I’ve written before that the perfect combination of CRM and portfolio management probably doesn’t exist. I still believe it.
All-in-one platforms promise simplicity, but in practice they create new limitations. Compliance needs different functionality from portfolio management. Relationship managers need another view. Operations, risk and management each require their own tools, workflows and access rights.
So the goal shouldn’t be finding one perfect system. It should be building the right data hub.
A strong financial services data hub acts as the central source of truth. Client data, portfolios, transactions, documents and compliance records live in one reliable, well-governed structure. Different applications then sit on top of it, depending on the user and the task.
Compliance sees what compliance needs. Portfolio managers get the relevant investment data. Relationship managers work in a CRM built around client interaction. Each team uses specialised software, while the underlying data stays consistent.

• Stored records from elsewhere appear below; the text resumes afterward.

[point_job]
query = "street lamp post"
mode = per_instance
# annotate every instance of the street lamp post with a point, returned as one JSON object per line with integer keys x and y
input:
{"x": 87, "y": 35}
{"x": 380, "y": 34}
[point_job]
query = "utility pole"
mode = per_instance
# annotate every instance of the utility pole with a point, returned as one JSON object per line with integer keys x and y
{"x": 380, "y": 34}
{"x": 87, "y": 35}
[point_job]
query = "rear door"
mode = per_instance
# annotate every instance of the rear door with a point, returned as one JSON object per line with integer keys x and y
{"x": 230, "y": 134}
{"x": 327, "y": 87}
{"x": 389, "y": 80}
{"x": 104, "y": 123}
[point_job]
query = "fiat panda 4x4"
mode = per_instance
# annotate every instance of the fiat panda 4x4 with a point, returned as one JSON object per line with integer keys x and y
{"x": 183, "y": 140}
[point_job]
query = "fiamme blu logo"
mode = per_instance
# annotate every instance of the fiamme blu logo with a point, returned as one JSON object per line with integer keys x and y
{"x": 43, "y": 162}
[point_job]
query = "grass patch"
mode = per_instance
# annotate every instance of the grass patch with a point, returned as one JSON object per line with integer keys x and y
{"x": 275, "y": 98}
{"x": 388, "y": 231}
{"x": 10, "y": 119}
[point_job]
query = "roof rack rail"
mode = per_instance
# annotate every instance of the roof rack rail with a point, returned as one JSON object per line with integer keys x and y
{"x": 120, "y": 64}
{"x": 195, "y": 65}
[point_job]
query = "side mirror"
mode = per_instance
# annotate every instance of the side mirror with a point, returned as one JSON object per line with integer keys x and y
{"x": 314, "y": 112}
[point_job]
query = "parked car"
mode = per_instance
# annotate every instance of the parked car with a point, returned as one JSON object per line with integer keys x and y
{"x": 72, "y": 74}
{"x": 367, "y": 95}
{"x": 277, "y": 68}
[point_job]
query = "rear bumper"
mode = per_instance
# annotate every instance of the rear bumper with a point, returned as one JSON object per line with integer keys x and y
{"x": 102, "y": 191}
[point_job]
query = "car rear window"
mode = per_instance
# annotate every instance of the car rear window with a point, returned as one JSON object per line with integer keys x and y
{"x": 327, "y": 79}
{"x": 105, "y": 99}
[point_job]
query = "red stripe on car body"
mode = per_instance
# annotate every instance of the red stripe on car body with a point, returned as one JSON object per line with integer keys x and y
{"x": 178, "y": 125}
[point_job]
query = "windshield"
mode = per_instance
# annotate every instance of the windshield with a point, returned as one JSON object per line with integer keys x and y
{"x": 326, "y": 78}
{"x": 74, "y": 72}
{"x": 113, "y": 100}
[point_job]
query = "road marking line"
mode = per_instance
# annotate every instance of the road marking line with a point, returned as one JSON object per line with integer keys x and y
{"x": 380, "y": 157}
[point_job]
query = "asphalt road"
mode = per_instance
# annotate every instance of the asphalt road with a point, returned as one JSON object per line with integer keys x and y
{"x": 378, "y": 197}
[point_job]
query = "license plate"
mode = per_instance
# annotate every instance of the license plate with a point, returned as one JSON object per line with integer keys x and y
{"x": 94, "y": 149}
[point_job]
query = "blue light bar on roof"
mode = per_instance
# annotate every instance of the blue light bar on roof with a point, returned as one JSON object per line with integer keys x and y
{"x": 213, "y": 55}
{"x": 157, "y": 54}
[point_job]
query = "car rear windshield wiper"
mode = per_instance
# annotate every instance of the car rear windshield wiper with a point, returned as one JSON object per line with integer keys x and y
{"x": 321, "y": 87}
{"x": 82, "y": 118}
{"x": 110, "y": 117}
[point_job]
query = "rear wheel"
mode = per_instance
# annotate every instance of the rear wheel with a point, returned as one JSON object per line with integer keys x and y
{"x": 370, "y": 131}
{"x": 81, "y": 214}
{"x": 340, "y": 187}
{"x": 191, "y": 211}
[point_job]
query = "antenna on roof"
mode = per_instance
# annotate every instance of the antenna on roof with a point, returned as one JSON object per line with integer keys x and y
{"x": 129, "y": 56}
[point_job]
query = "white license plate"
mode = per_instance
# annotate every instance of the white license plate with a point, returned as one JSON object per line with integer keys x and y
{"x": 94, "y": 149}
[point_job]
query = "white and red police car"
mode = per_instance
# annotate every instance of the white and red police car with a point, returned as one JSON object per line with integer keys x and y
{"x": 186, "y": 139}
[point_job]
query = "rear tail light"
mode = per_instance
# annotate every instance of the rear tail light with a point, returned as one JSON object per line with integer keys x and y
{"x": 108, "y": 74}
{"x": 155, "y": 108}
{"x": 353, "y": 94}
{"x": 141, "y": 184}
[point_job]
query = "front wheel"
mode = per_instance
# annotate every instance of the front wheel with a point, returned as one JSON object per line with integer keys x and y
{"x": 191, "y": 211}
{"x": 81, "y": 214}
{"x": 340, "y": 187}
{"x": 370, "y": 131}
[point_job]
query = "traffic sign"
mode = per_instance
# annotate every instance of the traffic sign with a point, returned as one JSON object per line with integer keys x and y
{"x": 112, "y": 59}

This matters even more in the age of AI. AI tools are only as good as the data they can reach. Fragmented, duplicated or poorly structured data produces weak results, no matter how advanced the software looks.
It reminds me of my early days at Citicorp Private Bank. We worked with a stubborn mainframe — not flexible, not pretty, but the data quality was excellent.
Maybe the modern version of that mainframe is the data hub itself: stable at the centre, flexible at the surface.
Instead of replacing entire platforms every few years, institutions could adapt the software layer while protecting the quality, history and continuity of their data.